Mais d’aucuns affirment le contraire. C’est ainsi que de source
diplomatique, on apprend que le but principal de la visite du mici dominici de
Jacques Chirac serait le contentieux entre le trafiquant d’armes Robert Montoya,
un protégé de l’Elysée, ancien garde du corps de François Mitterrand, et le
Ministre délégué à la défense Kpatcha Gnassingbé, contentieux qui serait devant
le Juge d’Instruction à Lomé selon les milieux judiciaires.

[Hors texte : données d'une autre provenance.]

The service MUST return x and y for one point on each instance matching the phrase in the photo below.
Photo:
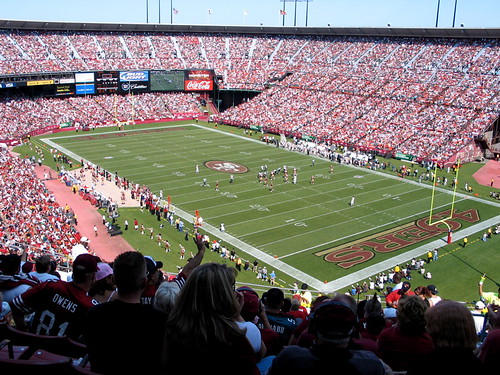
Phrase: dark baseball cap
(86, 262)
(151, 265)
(334, 319)
(250, 303)
(432, 289)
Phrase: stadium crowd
(200, 314)
(427, 97)
(377, 94)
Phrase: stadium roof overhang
(457, 32)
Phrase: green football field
(307, 231)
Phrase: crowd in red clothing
(424, 97)
(31, 219)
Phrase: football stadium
(205, 172)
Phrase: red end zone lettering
(362, 250)
(346, 258)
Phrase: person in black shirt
(125, 336)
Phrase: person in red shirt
(59, 306)
(393, 298)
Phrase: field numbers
(259, 207)
(296, 223)
(390, 196)
(228, 194)
(355, 186)
(323, 176)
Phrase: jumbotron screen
(167, 80)
(106, 82)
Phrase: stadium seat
(57, 345)
(24, 366)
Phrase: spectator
(489, 351)
(424, 293)
(251, 306)
(453, 333)
(65, 302)
(406, 343)
(305, 296)
(393, 297)
(168, 290)
(331, 324)
(434, 299)
(155, 278)
(104, 287)
(297, 311)
(42, 268)
(124, 335)
(12, 282)
(201, 326)
(490, 298)
(282, 323)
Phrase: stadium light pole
(307, 11)
(437, 13)
(295, 15)
(454, 13)
(284, 11)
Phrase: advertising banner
(65, 90)
(106, 82)
(84, 77)
(198, 85)
(85, 88)
(167, 80)
(142, 75)
(40, 83)
(130, 87)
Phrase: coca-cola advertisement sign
(197, 85)
(200, 74)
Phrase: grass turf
(295, 222)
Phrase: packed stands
(426, 97)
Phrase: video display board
(167, 80)
(134, 81)
(106, 82)
(199, 80)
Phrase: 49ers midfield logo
(226, 166)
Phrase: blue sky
(342, 13)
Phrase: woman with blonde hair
(453, 334)
(202, 335)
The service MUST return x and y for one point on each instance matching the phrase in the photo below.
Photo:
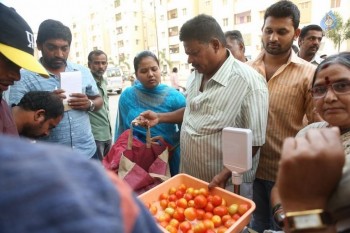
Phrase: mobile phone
(237, 149)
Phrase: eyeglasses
(339, 88)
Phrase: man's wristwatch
(308, 220)
(92, 105)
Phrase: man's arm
(225, 174)
(319, 156)
(150, 118)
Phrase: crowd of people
(297, 105)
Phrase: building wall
(122, 28)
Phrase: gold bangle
(308, 220)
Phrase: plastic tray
(152, 195)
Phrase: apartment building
(122, 28)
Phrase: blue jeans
(262, 216)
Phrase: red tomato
(225, 218)
(185, 226)
(190, 203)
(172, 204)
(216, 220)
(163, 196)
(210, 198)
(236, 217)
(164, 217)
(208, 224)
(208, 215)
(175, 223)
(220, 210)
(190, 190)
(232, 209)
(210, 231)
(199, 227)
(223, 202)
(182, 187)
(200, 214)
(190, 213)
(221, 229)
(169, 211)
(242, 208)
(172, 197)
(195, 192)
(217, 200)
(179, 214)
(203, 191)
(229, 223)
(209, 207)
(163, 203)
(172, 190)
(164, 224)
(153, 209)
(182, 202)
(188, 196)
(200, 201)
(171, 229)
(179, 194)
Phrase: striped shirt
(236, 96)
(289, 101)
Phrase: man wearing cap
(16, 52)
(54, 40)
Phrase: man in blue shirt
(49, 188)
(74, 130)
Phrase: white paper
(71, 82)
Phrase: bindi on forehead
(326, 79)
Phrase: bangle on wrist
(278, 215)
(308, 220)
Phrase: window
(172, 14)
(304, 5)
(119, 30)
(335, 3)
(120, 43)
(173, 49)
(243, 17)
(261, 15)
(174, 31)
(118, 16)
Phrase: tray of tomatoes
(183, 204)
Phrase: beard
(275, 48)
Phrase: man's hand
(309, 169)
(146, 119)
(220, 179)
(60, 93)
(79, 101)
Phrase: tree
(340, 32)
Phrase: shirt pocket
(283, 98)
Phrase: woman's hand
(146, 119)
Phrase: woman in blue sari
(149, 94)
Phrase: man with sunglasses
(16, 52)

Malgré qu’il jouisse de tous ses mouvements, l’ancien gendarme
français aurait été inculpé il y a quelques jours pour trafic d’armes sur
plainte du Ministre.
Les autorités togolaises avaient saisi deux aéronefs Mig 23 et
deux hélicoptères Mi8 ; des appareils de combat stationnés depuis des mois à
l’aéroport de Lomé-Tokoin. Des perquisitions auraient été effectuées en décembre
dans les bureaux des sociétés de Montoya à Lomé.
Cette affaire intéresse au plus haut niveau, les autorités
françaises qui avaient déjà dépêché une juge du tribunal aux armées à Lomé dans
le cadre de l’exécution d’une commission rogatoire internationale.
La démarche pour la reprise du dialogue devenu un serpent de mer
au Togo n’est qu’un seul arbre qui tente de cacher la forêt.